According to a panel of experts that convened at the recent Future Food Asia 2024 conference, short of obtaining fully independent financing or immediate scale up, in the near future this is the most obvious way forward due to the industry’s reliance on external investors.
The panel was comprised of Fermbox Bio Founder Subramani Ramachandrappa, All G Foods CEO and Founder Jan Pacas, Cauldron Head of Operations Saurabh Das and Novonesis Head of Technical Services SEA Dr Yit Yang Voon. The session was chaired by GFIC Innovation Lead Viola Chen.
Much of the discussion was centred on the topic of how various parties from the investors to the biomanufacturing firms, such as those involved in cultivated and precision fermentation, are looking to minimise the amount of risk taken on amidst the journey towards creating this sector of the alternative protein industry,
“To be realistic, the biomanufacturing industry is likely to need around at least five to 10 years more before it can hit the price points required to make a real impact in terms of reaching the masses as a protein product source – and in the meantime, there is the issue of financing and investments and all of that [to keep afloat],” Pacas told the floor.

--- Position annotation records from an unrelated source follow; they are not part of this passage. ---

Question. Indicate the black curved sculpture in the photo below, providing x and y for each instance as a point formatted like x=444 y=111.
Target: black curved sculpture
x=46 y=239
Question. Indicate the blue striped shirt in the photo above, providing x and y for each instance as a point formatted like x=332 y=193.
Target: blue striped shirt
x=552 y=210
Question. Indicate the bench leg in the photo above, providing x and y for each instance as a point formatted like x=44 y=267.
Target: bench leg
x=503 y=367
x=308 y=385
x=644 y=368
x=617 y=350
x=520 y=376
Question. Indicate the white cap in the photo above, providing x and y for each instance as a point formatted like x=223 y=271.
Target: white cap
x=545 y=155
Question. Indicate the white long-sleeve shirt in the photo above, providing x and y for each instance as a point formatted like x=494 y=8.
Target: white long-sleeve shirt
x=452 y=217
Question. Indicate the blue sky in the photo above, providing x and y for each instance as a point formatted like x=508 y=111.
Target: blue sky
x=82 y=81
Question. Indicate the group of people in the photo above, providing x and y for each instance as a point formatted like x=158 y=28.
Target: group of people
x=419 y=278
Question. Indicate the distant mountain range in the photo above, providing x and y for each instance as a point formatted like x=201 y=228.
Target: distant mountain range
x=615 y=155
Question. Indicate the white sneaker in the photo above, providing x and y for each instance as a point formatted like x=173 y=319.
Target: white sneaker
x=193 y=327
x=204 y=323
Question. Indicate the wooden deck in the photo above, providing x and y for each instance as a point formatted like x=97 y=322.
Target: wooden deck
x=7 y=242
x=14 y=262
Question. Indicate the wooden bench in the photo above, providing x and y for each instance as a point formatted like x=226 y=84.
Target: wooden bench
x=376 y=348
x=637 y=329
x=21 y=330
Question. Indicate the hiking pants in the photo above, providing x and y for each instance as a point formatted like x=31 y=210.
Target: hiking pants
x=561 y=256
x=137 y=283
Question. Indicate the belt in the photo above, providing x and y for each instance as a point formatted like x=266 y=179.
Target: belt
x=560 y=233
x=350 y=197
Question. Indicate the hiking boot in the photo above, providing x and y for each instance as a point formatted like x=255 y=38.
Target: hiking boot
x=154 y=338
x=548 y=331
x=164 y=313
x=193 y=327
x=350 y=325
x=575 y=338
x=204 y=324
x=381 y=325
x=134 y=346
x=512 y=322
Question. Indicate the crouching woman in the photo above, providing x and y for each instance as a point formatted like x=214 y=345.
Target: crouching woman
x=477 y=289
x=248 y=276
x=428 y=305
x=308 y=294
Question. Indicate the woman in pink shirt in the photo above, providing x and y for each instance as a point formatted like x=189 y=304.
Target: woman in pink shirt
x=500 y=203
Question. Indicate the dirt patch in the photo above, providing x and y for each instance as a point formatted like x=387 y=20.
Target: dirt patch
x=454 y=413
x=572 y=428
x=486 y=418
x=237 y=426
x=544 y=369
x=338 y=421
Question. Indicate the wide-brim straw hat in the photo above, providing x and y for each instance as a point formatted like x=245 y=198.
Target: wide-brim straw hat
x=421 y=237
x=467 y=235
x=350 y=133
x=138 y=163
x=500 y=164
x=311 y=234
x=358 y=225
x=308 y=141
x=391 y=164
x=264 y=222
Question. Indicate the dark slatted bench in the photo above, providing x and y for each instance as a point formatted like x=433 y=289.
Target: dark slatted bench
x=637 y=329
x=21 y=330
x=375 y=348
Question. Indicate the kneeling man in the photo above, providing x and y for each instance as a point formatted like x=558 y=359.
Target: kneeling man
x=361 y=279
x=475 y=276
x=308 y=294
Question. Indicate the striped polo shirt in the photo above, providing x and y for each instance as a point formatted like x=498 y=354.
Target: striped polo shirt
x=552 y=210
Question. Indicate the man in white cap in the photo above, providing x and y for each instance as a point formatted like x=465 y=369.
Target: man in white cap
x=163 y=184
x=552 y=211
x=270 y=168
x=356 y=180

“Everyone talks about how Elon Musk built this hugely successful brand in this amount of time – but rarely do they discuss how he burned some US$4bn along the way to this success.

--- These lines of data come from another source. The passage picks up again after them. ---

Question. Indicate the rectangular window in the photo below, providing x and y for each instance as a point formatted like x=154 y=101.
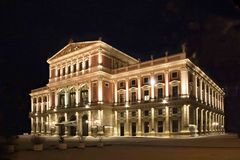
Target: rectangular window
x=160 y=126
x=80 y=66
x=86 y=64
x=63 y=71
x=146 y=95
x=74 y=68
x=160 y=78
x=121 y=84
x=160 y=111
x=174 y=75
x=175 y=91
x=134 y=97
x=133 y=114
x=121 y=98
x=133 y=83
x=174 y=110
x=69 y=69
x=106 y=84
x=175 y=126
x=58 y=73
x=146 y=127
x=121 y=114
x=146 y=113
x=160 y=92
x=145 y=80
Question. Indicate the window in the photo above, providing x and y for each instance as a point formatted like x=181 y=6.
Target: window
x=133 y=114
x=146 y=113
x=63 y=71
x=160 y=77
x=146 y=127
x=80 y=66
x=160 y=111
x=175 y=126
x=121 y=114
x=175 y=91
x=133 y=83
x=145 y=80
x=121 y=98
x=160 y=92
x=146 y=95
x=174 y=75
x=69 y=69
x=106 y=84
x=160 y=126
x=86 y=64
x=74 y=68
x=58 y=73
x=121 y=84
x=134 y=97
x=174 y=110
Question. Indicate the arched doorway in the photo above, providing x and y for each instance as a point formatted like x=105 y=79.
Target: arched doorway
x=61 y=128
x=72 y=128
x=85 y=125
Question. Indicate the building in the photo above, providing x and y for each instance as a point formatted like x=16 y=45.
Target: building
x=92 y=84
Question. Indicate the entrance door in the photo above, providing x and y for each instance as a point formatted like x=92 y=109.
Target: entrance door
x=121 y=129
x=134 y=129
x=85 y=125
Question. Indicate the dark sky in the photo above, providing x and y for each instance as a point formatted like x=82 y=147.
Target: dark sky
x=32 y=31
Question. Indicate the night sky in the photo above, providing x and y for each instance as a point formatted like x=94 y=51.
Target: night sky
x=33 y=31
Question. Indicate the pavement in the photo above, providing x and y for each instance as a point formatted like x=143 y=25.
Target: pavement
x=222 y=147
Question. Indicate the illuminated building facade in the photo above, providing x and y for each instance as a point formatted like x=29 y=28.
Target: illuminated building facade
x=93 y=84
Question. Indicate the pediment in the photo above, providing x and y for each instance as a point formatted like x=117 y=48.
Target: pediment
x=71 y=47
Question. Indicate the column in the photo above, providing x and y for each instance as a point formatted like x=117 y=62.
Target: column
x=37 y=125
x=166 y=84
x=32 y=126
x=206 y=121
x=127 y=123
x=115 y=92
x=201 y=98
x=77 y=96
x=56 y=121
x=50 y=100
x=167 y=120
x=139 y=89
x=195 y=86
x=90 y=122
x=127 y=96
x=196 y=117
x=100 y=98
x=139 y=132
x=205 y=93
x=32 y=104
x=152 y=87
x=210 y=122
x=77 y=123
x=66 y=98
x=184 y=82
x=185 y=118
x=56 y=99
x=152 y=121
x=66 y=128
x=202 y=110
x=115 y=124
x=89 y=92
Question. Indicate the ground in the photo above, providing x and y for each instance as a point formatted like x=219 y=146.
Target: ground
x=224 y=147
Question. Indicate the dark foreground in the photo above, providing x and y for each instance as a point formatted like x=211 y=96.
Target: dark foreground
x=224 y=147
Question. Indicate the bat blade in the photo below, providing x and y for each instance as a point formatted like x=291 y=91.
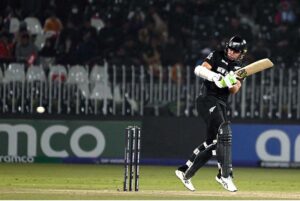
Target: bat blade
x=254 y=67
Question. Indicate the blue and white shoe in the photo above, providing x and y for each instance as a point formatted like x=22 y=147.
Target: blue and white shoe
x=186 y=182
x=227 y=183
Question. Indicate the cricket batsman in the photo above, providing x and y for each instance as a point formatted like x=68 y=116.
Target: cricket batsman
x=220 y=81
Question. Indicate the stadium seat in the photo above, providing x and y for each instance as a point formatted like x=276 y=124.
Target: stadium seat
x=57 y=72
x=35 y=73
x=100 y=80
x=34 y=25
x=78 y=76
x=97 y=23
x=14 y=73
x=14 y=25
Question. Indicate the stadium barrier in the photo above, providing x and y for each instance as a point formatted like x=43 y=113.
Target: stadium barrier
x=164 y=141
x=141 y=91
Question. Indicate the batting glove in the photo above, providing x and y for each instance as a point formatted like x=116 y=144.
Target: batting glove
x=229 y=80
x=217 y=79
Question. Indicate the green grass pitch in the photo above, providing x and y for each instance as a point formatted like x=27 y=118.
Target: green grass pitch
x=69 y=181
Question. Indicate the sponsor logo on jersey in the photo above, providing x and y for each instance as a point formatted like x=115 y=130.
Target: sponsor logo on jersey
x=224 y=62
x=222 y=70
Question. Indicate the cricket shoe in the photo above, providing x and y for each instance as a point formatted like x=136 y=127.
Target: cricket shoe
x=227 y=183
x=186 y=182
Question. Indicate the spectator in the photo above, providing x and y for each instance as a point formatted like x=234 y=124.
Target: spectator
x=87 y=49
x=25 y=49
x=285 y=13
x=53 y=24
x=5 y=47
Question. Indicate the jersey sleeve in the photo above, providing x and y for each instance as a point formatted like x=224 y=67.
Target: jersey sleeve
x=211 y=59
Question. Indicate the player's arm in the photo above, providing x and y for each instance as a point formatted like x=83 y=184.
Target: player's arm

“The biggest challenge and risk is of course building infrastructure as this would need a good percentage of ROI to be viable, and for any company it is the first three years that are the most key in terms of stabilising manufacturing and production and getting yields out – and it is in this time that financing is the most key too.
“Securing this financing comes with its own set of challenges as well, because we could go to Woolworths and have a great discussion and they say okay we want you to make 10 million litres of cultivated dairy milk so we can supply our stores, show us that you have the facilities etc – but we go to the financers with this to build the plant, and they say show us the contract with the retailer before we agree to finance you to build this.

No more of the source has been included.